I’m going to be talking a little about predictive analytics today, to give you a rough idea of what it is (and isn’t).
You might have read in the news before about things like computers and algorithms churning out predictions on what might happen next, in industries as diverse as the financial markets to soccer betting.
You might have read how accurate (or inaccurate, as the case may be) they were, and how “analytics” (or more accurately, predictive analytics) is changing the nature of information. Analytics used to simply describe what happened (see “descriptive statistics“), but now they’re almost just as often used to predict what’s going to happen (“predictive analytics“).
Perhaps you had in your mind a vision of data scientists in lab coats peering into a computer screen like a crystal ball, with the crystal ball telling them what is or is not going to happen in the future. If you did, then get a cloth and prepare to wipe that image out of your head, because other than the computer screen nothing else is true.
Predictive analytics isn’t rocket science. Not always, anyway.
The ingredients of predictive analytics
The ingredients that go into predictive analytics are quite straightforward. In most cases, what you’ll have is some historical data and a predictive model.
The historical data is often split into two: one for building the predictive model, and the other for testing it. For example, suppose I have 100 days of sales history (my “historical data”). For the sake of simplicity, let’s assume my sales history contains just two pieces of information: number of visits to my website, and the number of units of widgets sold. I would split this 100 days of sales history randomly into two separate groups of sales history, one with, say, 70 records for building the model, and the remaining 30 for testing it.
Using the 70 records, I build a model says that for every 1000 visitors, I’d sell approximately 10.3 units of my product. This is my “predictive model”. So if I had 2000 visitors, I’d sell approximately 20.6 (10.3 x 2) units; and if I had 3000 visitors I’d sell 10.3 x 3 or 30.9 units and so on.
In order to test my data, I’d run this model on the 30 days of sales history I had put aside. So for each day of sales history, I’d use my formula of 10.3 units sold per 1000 visitors and compare that result against the actual sales results I had.

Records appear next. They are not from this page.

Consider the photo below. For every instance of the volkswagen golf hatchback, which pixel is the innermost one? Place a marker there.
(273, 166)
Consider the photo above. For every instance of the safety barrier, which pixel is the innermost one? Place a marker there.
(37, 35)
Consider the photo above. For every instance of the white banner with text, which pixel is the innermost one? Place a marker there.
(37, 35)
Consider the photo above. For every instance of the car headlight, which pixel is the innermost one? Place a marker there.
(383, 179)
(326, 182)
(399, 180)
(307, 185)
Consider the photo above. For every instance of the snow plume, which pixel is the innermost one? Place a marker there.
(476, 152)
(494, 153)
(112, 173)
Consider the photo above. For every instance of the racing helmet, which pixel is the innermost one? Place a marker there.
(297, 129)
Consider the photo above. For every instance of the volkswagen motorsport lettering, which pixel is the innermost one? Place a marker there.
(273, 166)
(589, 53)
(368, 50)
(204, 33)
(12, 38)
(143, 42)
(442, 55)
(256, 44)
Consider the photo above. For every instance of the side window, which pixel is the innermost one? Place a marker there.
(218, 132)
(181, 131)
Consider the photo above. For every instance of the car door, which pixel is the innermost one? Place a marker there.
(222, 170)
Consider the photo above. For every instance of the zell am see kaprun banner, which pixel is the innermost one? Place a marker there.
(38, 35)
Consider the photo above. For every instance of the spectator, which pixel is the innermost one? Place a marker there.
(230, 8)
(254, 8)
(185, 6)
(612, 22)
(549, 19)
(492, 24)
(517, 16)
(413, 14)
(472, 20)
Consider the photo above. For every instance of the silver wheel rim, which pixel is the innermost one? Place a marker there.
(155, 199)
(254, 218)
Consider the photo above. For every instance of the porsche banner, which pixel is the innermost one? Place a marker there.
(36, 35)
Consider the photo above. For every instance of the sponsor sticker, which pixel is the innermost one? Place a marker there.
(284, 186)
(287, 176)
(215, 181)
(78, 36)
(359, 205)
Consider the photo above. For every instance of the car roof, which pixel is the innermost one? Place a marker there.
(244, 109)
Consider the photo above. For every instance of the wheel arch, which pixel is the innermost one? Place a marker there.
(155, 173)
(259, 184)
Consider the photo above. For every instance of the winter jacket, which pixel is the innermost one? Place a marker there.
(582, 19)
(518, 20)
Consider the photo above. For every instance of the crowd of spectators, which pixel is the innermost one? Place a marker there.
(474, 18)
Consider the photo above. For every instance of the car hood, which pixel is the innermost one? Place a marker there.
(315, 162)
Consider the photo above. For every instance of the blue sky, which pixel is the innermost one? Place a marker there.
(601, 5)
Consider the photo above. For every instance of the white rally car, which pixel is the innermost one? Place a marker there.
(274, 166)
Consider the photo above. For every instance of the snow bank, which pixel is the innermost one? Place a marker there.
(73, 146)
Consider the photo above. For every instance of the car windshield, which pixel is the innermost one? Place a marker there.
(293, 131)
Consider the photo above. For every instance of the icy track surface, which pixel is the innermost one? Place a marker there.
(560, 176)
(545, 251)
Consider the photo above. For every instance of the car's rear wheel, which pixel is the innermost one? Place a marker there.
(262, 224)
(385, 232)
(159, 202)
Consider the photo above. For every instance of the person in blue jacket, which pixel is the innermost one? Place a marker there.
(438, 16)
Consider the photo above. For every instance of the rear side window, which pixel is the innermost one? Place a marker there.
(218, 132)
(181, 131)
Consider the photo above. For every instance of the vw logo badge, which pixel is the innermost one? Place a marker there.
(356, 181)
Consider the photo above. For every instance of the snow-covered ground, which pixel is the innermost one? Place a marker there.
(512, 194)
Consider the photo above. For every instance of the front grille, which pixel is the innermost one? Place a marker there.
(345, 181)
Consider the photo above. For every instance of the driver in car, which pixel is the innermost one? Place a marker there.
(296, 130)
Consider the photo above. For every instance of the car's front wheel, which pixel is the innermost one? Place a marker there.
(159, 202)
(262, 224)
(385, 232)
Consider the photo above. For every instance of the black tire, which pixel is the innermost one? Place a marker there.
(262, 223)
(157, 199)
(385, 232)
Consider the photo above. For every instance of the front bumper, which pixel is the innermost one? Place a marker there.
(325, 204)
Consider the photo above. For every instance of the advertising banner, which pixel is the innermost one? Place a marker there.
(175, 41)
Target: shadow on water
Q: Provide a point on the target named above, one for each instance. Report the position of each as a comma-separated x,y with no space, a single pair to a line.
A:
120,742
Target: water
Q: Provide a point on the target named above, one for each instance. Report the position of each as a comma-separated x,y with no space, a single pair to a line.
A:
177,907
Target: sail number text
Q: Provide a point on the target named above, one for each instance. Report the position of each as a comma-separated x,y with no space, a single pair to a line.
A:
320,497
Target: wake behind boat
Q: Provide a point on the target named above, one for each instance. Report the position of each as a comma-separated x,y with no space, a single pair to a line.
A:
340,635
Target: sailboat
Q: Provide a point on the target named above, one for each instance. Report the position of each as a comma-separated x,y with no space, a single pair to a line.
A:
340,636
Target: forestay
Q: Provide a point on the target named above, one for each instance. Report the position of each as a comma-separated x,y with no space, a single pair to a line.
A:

If I found that the model’s predicted results and what actually happened were very different, I’d know that the model needed tweaking and wasn’t suitable for real-world use (it’s a “bad fit”). On the other hand, if I found that the predicted and actual results were close, then I’d be happy to assume the model was correct and test it on current, ongoing data to see how it worked out.
You may be wondering why we don’t just use the data we built the model on to test the model. It is because we want to make sure that the model we built is too specific to the data used to build it (i.e. the predictive model predicts with great accuracy the data it was built on, but not anything else). Testing the predictive model against the data that helped to build it would be inherently biased.
Think of it like the baby with a face only a mother could love, with the predictive model the baby and the dataset the mother. Just like you wouldn’t ask the baby’s mom to judge a baby contest her child was participating in, you wouldn’t want to test a predictive model against the data it was built from.
Now that we’ve settled one half of the predictive analytics equation (i.e. the data portion), let’s get to the predictive model. You may be wondering what a predictive model is exactly. Or you may have guessed it already based on what was written above. Whatever the case, a predictive model is simply is a set of rules, formulas, or algorithms: given input [A], what will be the output be?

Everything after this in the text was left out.